Annika Ernst (born 14 March 1982, in Schleswig) is a German actress.

Life and career
Ernst grew up in Georgsdorf in the County of Bentheim district. During her school days at Neuenhaus High School, she began to play in theatre. From 2001 to 2004, she studied acting at the Charlottenburg Acting School in Berlin. During that time, she also attended a three-month method acting workshop at the Actors Studio in New York City.
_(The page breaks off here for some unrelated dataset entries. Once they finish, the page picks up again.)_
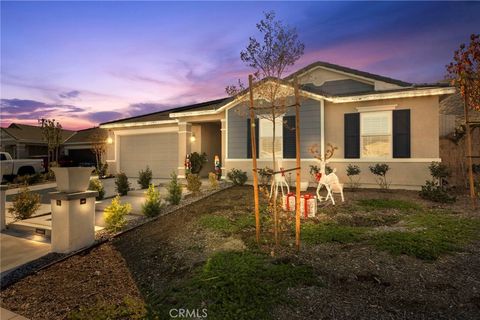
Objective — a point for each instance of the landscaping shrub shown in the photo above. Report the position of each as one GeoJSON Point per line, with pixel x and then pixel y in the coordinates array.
{"type": "Point", "coordinates": [197, 161]}
{"type": "Point", "coordinates": [212, 178]}
{"type": "Point", "coordinates": [115, 214]}
{"type": "Point", "coordinates": [129, 308]}
{"type": "Point", "coordinates": [353, 172]}
{"type": "Point", "coordinates": [237, 176]}
{"type": "Point", "coordinates": [122, 185]}
{"type": "Point", "coordinates": [236, 285]}
{"type": "Point", "coordinates": [96, 185]}
{"type": "Point", "coordinates": [153, 203]}
{"type": "Point", "coordinates": [145, 178]}
{"type": "Point", "coordinates": [380, 170]}
{"type": "Point", "coordinates": [24, 204]}
{"type": "Point", "coordinates": [102, 169]}
{"type": "Point", "coordinates": [193, 183]}
{"type": "Point", "coordinates": [436, 189]}
{"type": "Point", "coordinates": [174, 190]}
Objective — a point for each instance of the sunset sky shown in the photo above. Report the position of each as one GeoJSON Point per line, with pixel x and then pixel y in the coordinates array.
{"type": "Point", "coordinates": [89, 62]}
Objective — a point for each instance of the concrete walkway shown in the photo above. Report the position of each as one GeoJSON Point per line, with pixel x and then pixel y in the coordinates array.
{"type": "Point", "coordinates": [9, 315]}
{"type": "Point", "coordinates": [16, 250]}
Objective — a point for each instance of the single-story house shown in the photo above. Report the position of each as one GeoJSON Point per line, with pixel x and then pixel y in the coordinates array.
{"type": "Point", "coordinates": [79, 146]}
{"type": "Point", "coordinates": [369, 118]}
{"type": "Point", "coordinates": [26, 141]}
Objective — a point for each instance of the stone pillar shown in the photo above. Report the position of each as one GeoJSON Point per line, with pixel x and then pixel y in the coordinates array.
{"type": "Point", "coordinates": [73, 220]}
{"type": "Point", "coordinates": [184, 145]}
{"type": "Point", "coordinates": [3, 195]}
{"type": "Point", "coordinates": [223, 131]}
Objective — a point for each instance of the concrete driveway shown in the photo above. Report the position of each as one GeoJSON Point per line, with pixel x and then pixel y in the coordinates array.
{"type": "Point", "coordinates": [16, 250]}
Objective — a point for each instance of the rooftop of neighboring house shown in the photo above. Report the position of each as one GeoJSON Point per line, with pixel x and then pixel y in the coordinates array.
{"type": "Point", "coordinates": [331, 89]}
{"type": "Point", "coordinates": [29, 133]}
{"type": "Point", "coordinates": [87, 136]}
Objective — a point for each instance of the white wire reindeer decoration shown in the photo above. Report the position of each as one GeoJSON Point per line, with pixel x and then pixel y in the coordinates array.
{"type": "Point", "coordinates": [329, 181]}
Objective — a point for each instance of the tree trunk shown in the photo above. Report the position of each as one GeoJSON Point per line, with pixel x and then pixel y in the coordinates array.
{"type": "Point", "coordinates": [469, 154]}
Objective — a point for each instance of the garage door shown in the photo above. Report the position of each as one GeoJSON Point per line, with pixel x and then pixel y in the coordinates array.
{"type": "Point", "coordinates": [157, 150]}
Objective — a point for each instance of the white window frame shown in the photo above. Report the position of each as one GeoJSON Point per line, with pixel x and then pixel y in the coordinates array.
{"type": "Point", "coordinates": [390, 133]}
{"type": "Point", "coordinates": [278, 124]}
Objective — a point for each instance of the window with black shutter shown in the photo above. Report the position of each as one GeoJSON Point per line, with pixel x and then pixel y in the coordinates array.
{"type": "Point", "coordinates": [249, 137]}
{"type": "Point", "coordinates": [352, 135]}
{"type": "Point", "coordinates": [401, 133]}
{"type": "Point", "coordinates": [289, 141]}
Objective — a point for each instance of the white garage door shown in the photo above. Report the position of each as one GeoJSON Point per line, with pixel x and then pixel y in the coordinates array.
{"type": "Point", "coordinates": [157, 150]}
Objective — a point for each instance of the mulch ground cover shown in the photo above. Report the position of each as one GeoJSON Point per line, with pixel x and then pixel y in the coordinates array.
{"type": "Point", "coordinates": [352, 279]}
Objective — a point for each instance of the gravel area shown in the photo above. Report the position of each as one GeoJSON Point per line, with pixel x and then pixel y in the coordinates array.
{"type": "Point", "coordinates": [359, 281]}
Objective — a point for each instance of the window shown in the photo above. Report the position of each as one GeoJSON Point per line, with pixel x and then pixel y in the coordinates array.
{"type": "Point", "coordinates": [376, 134]}
{"type": "Point", "coordinates": [266, 135]}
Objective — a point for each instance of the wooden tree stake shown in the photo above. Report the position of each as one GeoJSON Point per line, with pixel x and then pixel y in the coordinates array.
{"type": "Point", "coordinates": [298, 178]}
{"type": "Point", "coordinates": [254, 160]}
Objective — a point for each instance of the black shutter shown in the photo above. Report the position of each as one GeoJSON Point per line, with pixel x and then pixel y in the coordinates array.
{"type": "Point", "coordinates": [352, 135]}
{"type": "Point", "coordinates": [249, 137]}
{"type": "Point", "coordinates": [401, 133]}
{"type": "Point", "coordinates": [289, 138]}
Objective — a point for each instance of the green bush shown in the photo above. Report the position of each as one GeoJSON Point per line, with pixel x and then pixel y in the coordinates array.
{"type": "Point", "coordinates": [237, 176]}
{"type": "Point", "coordinates": [353, 171]}
{"type": "Point", "coordinates": [212, 178]}
{"type": "Point", "coordinates": [174, 190]}
{"type": "Point", "coordinates": [153, 203]}
{"type": "Point", "coordinates": [115, 214]}
{"type": "Point", "coordinates": [145, 178]}
{"type": "Point", "coordinates": [96, 185]}
{"type": "Point", "coordinates": [434, 192]}
{"type": "Point", "coordinates": [380, 170]}
{"type": "Point", "coordinates": [102, 169]}
{"type": "Point", "coordinates": [129, 308]}
{"type": "Point", "coordinates": [197, 161]}
{"type": "Point", "coordinates": [24, 204]}
{"type": "Point", "coordinates": [193, 183]}
{"type": "Point", "coordinates": [122, 185]}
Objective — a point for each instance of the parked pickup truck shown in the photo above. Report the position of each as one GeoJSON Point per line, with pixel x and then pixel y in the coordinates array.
{"type": "Point", "coordinates": [12, 167]}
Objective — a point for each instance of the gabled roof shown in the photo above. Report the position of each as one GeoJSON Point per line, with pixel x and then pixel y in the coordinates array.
{"type": "Point", "coordinates": [348, 70]}
{"type": "Point", "coordinates": [164, 115]}
{"type": "Point", "coordinates": [87, 136]}
{"type": "Point", "coordinates": [25, 132]}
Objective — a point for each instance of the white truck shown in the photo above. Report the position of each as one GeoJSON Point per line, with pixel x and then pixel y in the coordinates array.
{"type": "Point", "coordinates": [10, 168]}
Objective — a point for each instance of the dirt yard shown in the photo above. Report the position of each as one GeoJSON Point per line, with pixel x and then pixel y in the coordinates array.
{"type": "Point", "coordinates": [377, 256]}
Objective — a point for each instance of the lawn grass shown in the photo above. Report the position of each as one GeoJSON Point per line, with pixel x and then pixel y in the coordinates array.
{"type": "Point", "coordinates": [225, 225]}
{"type": "Point", "coordinates": [331, 232]}
{"type": "Point", "coordinates": [437, 234]}
{"type": "Point", "coordinates": [235, 285]}
{"type": "Point", "coordinates": [380, 204]}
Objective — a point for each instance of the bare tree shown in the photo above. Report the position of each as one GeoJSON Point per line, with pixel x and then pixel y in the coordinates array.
{"type": "Point", "coordinates": [52, 134]}
{"type": "Point", "coordinates": [270, 57]}
{"type": "Point", "coordinates": [464, 71]}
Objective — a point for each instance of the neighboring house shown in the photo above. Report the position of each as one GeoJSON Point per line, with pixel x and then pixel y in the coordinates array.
{"type": "Point", "coordinates": [79, 146]}
{"type": "Point", "coordinates": [26, 141]}
{"type": "Point", "coordinates": [370, 118]}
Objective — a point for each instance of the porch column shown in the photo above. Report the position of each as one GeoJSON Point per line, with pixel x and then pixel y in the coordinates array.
{"type": "Point", "coordinates": [184, 145]}
{"type": "Point", "coordinates": [223, 130]}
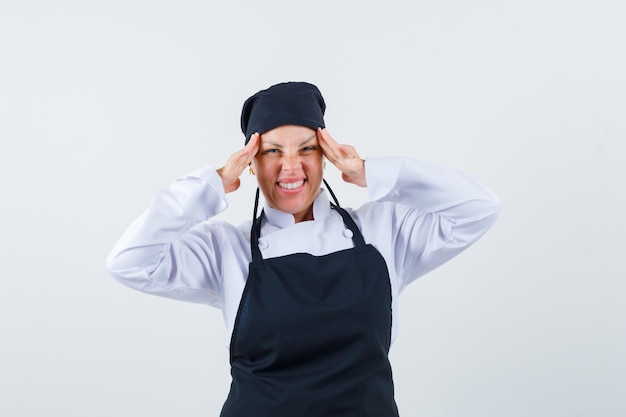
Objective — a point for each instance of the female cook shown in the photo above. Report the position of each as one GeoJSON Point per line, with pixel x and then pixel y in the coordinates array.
{"type": "Point", "coordinates": [308, 289]}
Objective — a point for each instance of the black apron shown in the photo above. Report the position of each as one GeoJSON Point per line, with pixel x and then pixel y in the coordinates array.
{"type": "Point", "coordinates": [312, 335]}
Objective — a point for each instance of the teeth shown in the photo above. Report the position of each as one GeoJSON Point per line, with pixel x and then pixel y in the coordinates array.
{"type": "Point", "coordinates": [291, 185]}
In 2009 she took part in Til Schweiger's talent show Mission Hollywood. She then worked in various cinema and television productions, including in Schweiger's film Rabbit Without Ears 2. From November 2013 to 2016, she played the leading female role in the ZDF series Herzensbrecher – Vater von vier Söhnen. Between 2015 and 2019, Ernst played the lead role as Commissioner Elena Lange along with Tom Beck in the Sat.1 series Einstein. She also played the senior public prosecutor Kirsten Grambach-Wachta alongside Bert Tischendorf in the RTL series Beck is back! from 2018 to 2019.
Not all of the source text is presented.